The Kipling Journal
Author:
Publisher:
Published: 2009
Total Pages: 704
ISBN-13:
DOWNLOAD EBOOKRead and Download eBook Full
Author:
Publisher:
Published: 1927
Total Pages: 964
ISBN-13:
DOWNLOAD EBOOKIncludes lists of members of the Kipling society.
Author: Rudyard Kipling
Publisher:
Published: 1920
Total Pages: 334
ISBN-13:
DOWNLOAD EBOOKAuthor: Rudyard Kipling
Publisher:
Published: 1899
Total Pages: 344
ISBN-13:
DOWNLOAD EBOOKAuthor: Rudyard Kipling
Publisher:
Published: 1923
Total Pages: 380
ISBN-13:
DOWNLOAD EBOOKAuthor: Rudyard Kipling
Publisher:
Published: 1902
Total Pages: 268
ISBN-13:
DOWNLOAD EBOOKHow the camel got his lump, how the leopard got his spots, and 10 other stories are told.
Author: Harish Trivedi
Publisher: Taylor & Francis
Published: 2020-12-23
Total Pages: 186
ISBN-13: 1000336468
DOWNLOAD EBOOKThis book explores and re-evaluates Kipling’s connection with India, its people, culture, languages, and locales through his experiences and his writings. Kipling’s works attracted interest among a large section of the British public, stimulating curiosity in their far-off Indian Empire, and made many canonize him as an emblem of the ‘Raj’. This volume highlights the astonishing social and thematic range of his Indian writings as represented in The Jungle Books; Kim; his early verse; his Simla-based tales of Anglo-Indian intrigues and love affairs; his stories of the common Indian people; and his journalism. It brings together different theoretical and contextual readings of Kipling to examine how his experience of India influenced his creative work and conversely how his imperial loyalties conditioned his creative engagement with India. The 18 chapters here engage with the complexities and contradictions in his writings and analyse the historical and political contexts in which he wrote them, and the contexts in which we read him now. With well-known contributors from different parts of the world – including India, the UK, the USA, Canada, France, Japan, and New Zealand – this book will be of great interest not only to those interested in Kipling’s life and works but also to researchers and scholars of nineteenth-century literature, comparative studies, postcolonial and subaltern studies, colonial history, and cultural studies.
Author: Stuart Murray
Publisher:
Published: 1997
Total Pages: 0
ISBN-13: 9781884592058
DOWNLOAD EBOOKChronicles the four years writer Rudyard Kipling spent in Vermont and discusses his work on "The Jungle Books," the family feud that forced him to leave the United States, his relationship with his family and friends, and other related topics.
Author: Howard J. Booth
Publisher: Cambridge University Press
Published: 2011-09
Total Pages: 229
ISBN-13: 0521199727
DOWNLOAD EBOOKAn overview of Kipling's work, his career and postcolonial views on his often controversial position on imperialism.
Author: Sarah Lefanu
Publisher: Oxford University Press, USA
Published: 2020-03-20
Total Pages: 413
ISBN-13: 0197501443
DOWNLOAD EBOOKIn early 1900, the paths of three British writers--Rudyard Kipling, Mary Kingsley and Arthur Conan Doyle--crossed in South Africa, during what has become known as Britain's last imperial war. Each of the three had pressing personal reasons to leave England behind, but they were also motivated by notions of duty, service, patriotism and, in Kipling's case, jingoism. Sarah LeFanu compellingly opens an unexplored chapter of these writers' lives, at a turning point for Britain and its imperial ambitions.

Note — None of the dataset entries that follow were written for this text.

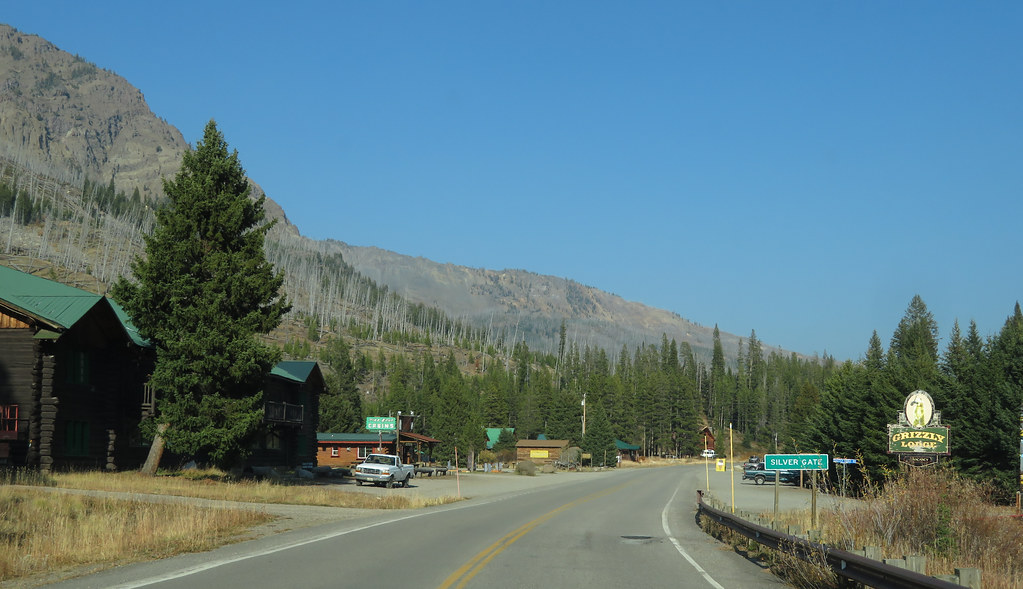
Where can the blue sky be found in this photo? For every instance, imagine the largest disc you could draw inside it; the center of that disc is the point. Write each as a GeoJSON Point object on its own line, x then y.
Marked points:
{"type": "Point", "coordinates": [798, 169]}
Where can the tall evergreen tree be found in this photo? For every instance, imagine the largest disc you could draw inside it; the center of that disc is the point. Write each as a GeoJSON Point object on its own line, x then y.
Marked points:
{"type": "Point", "coordinates": [599, 440]}
{"type": "Point", "coordinates": [202, 293]}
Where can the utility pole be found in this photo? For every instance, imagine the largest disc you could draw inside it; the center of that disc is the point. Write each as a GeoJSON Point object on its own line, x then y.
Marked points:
{"type": "Point", "coordinates": [583, 414]}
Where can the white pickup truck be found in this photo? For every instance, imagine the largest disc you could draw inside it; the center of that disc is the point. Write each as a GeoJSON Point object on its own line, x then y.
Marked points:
{"type": "Point", "coordinates": [384, 469]}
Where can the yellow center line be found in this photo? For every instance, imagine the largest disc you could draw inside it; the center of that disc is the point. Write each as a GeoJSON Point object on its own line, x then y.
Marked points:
{"type": "Point", "coordinates": [476, 563]}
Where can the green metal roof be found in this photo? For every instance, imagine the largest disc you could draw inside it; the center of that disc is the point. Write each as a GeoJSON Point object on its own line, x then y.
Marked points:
{"type": "Point", "coordinates": [52, 303]}
{"type": "Point", "coordinates": [623, 446]}
{"type": "Point", "coordinates": [294, 370]}
{"type": "Point", "coordinates": [57, 306]}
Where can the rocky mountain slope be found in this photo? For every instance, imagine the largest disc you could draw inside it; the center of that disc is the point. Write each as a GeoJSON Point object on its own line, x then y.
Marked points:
{"type": "Point", "coordinates": [67, 120]}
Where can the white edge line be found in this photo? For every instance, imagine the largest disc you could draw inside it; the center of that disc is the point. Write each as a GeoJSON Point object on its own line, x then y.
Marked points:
{"type": "Point", "coordinates": [678, 545]}
{"type": "Point", "coordinates": [222, 561]}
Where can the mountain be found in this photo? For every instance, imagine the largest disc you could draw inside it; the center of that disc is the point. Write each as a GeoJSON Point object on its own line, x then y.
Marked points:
{"type": "Point", "coordinates": [63, 120]}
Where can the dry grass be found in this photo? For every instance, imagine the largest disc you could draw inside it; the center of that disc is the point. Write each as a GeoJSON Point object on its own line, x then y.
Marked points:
{"type": "Point", "coordinates": [934, 513]}
{"type": "Point", "coordinates": [216, 485]}
{"type": "Point", "coordinates": [44, 533]}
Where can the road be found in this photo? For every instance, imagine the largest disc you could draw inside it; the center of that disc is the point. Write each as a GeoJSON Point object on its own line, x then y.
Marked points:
{"type": "Point", "coordinates": [631, 527]}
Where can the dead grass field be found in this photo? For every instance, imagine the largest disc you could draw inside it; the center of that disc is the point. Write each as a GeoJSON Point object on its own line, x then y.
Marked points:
{"type": "Point", "coordinates": [49, 534]}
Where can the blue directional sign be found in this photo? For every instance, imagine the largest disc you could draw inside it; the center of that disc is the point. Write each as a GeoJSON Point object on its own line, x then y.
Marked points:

Was the South African War, as Kipling claimed, a dress rehearsal for the Armageddon of World War One? Or did it instead foreshadow the anti-colonial guerrilla wars of the later twentieth century? Weaving a rich and varied narrative, LeFanu charts the writers' paths in the theatre of war, and explores how this crucial period shaped their cultural legacies, their shifting reputations, and their influence on colonial policy.